Jaguar XJ-SC 

La Jaguar XJ-S est commercialisée en septembre 1975, moins de six mois après l'arrêt de chaîne de la type E. Les passionnés de la marque espéraient une descendance digne de la fabuleuse voiture de sport, qui soit disponible en coupé et en cabriolet. Telle n'est pourtant pas la finalité de la XJ-S, conçue pour s'attaquer au marché des GT, plus rentable que celui des voitures de sport. Bien que dessinée par Malcolm Sayer, auteur des lignes des Type E et Type D, la XJ-S ne provoque pas le même impact visuel que ces dernières.

Au début des années 70, lors de la XJ-S, la réglementation américaine en termes de sécurité n'augure rien de très rassurant quant à l'avenir des découvrables. Il sera nécessaire d'attendre huit années, en 1983, pour voir apparaître une décapotable XJ-S apte à répondre à la demande et à la législation du marché américain. Cette année 1983 marque aussi chez Jaguar l'apparition d'un nouveau moteur 6 cylindres de 3.6 litres développant 225 ch, en remplacement de l'antique moteur XK vieux de 40 ans. Celui-ci équipe dès ses débuts la toute nouvelle XJ-SC, avant d'être rejoint en 1985 par le V12 HE 5.3.

A l'avant de l'arceau central, les deux panneaux de type targa sont amovibles. Un emplacement spécial est aménagé à leur intention pour les ranger dans le coffre. A l'arrière, une capote repliable permet de moduler l'apport d'air. De multiples combinaisons d'ouverture sont possibles. Derrière les deux places assises, une plate-forme moquettée peut accueillir les bagages. En dessous de cette plate forme, de petits coffres fermant à clef permettent de protéger des effets personnels.

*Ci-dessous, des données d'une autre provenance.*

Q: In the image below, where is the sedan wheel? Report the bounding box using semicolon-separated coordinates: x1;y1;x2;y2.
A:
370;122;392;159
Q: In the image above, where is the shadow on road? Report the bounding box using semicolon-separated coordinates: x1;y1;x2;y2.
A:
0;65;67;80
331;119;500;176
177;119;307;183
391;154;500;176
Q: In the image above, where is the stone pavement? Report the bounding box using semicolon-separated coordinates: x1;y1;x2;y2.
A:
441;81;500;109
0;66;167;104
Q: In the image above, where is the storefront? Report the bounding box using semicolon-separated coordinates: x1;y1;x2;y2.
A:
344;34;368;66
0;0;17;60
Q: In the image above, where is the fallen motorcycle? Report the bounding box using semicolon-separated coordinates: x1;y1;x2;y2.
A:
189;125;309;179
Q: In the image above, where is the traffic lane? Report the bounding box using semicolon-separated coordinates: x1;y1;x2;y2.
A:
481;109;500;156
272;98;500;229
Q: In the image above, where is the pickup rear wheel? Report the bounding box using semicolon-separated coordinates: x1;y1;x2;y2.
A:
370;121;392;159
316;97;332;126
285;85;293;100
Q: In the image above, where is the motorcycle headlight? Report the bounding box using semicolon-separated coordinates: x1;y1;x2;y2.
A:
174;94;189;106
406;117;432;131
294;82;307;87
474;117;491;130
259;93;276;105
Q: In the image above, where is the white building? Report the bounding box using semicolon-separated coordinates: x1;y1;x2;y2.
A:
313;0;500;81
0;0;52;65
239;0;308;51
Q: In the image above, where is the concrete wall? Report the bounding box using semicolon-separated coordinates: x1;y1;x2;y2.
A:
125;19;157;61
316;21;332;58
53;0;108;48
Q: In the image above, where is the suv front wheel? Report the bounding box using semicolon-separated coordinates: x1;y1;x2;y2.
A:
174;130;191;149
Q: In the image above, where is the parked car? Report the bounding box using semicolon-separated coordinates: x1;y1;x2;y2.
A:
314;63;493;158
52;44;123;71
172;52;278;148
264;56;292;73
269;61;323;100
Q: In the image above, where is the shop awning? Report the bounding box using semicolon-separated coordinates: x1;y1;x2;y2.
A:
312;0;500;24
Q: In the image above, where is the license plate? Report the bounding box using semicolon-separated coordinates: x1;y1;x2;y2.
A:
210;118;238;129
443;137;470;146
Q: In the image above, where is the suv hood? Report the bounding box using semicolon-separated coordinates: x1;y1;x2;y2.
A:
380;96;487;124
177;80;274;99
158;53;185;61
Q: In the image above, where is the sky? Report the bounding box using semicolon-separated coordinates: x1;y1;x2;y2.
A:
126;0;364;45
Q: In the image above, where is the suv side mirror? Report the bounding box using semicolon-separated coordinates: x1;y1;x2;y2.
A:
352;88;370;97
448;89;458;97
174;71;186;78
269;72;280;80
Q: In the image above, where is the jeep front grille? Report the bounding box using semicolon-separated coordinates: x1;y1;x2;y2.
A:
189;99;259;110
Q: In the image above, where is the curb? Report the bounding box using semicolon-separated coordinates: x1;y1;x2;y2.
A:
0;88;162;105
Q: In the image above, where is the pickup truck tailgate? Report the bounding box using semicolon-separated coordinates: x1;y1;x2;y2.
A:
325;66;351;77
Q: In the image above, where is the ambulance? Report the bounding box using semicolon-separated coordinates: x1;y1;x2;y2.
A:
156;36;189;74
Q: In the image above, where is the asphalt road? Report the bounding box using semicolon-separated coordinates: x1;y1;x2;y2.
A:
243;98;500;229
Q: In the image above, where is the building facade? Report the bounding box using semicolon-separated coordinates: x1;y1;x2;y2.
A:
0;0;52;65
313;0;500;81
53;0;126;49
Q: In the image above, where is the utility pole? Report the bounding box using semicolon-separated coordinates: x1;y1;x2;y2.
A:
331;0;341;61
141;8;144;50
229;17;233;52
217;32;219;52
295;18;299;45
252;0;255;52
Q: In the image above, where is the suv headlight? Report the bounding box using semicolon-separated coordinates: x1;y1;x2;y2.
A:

André Costa essaye pour l'Auto-Journal la XJ-SC 3.6 en 1985. Il loue le moteur silencieux et équilibré, la direction rapide et précise, la belle finition, les performances, la consommation modérée, la tenue de route, le confort des suspensions et des sièges, ainsi que l'agrément de la solution targa. Il regrette toutefois la dureté de l'embrayage, le mauvais rapport encombrement / habitabilité, et l'accessibilité discutable. Jean-Claude Letrou, dans l'Automobile Magazine, s'interroge quelques mois plus tard sur l'intérêt de la présence d'un V12 de 295 ch dans une découvrable, quand on sait qu'au-delà de 140 km/h le bruit et les tourbillons de l'air deviennent insupportables. Il nuance son écrit en évoquant l'agrément d'un énorme couple sous la pédale et la beauté de la mécanique en ouvrant le capot moteur, et conclut en indiquant que la XJ-SC V12 est le type même de voiture de l'hédoniste fortuné. L'essai de l'Auto Journal permet d'annoncer pour la version 6 cylindres une vitesse de pointe de 213,6 km/h voiture capotée, et le kilomètre départ arrêté en 29,3 secondes. La V12 essayée par l'Automobile Magazine affiche pour sa part une vitesse de 239,4 km/h et le kilomètre départ arrêté en 28,4 secondes.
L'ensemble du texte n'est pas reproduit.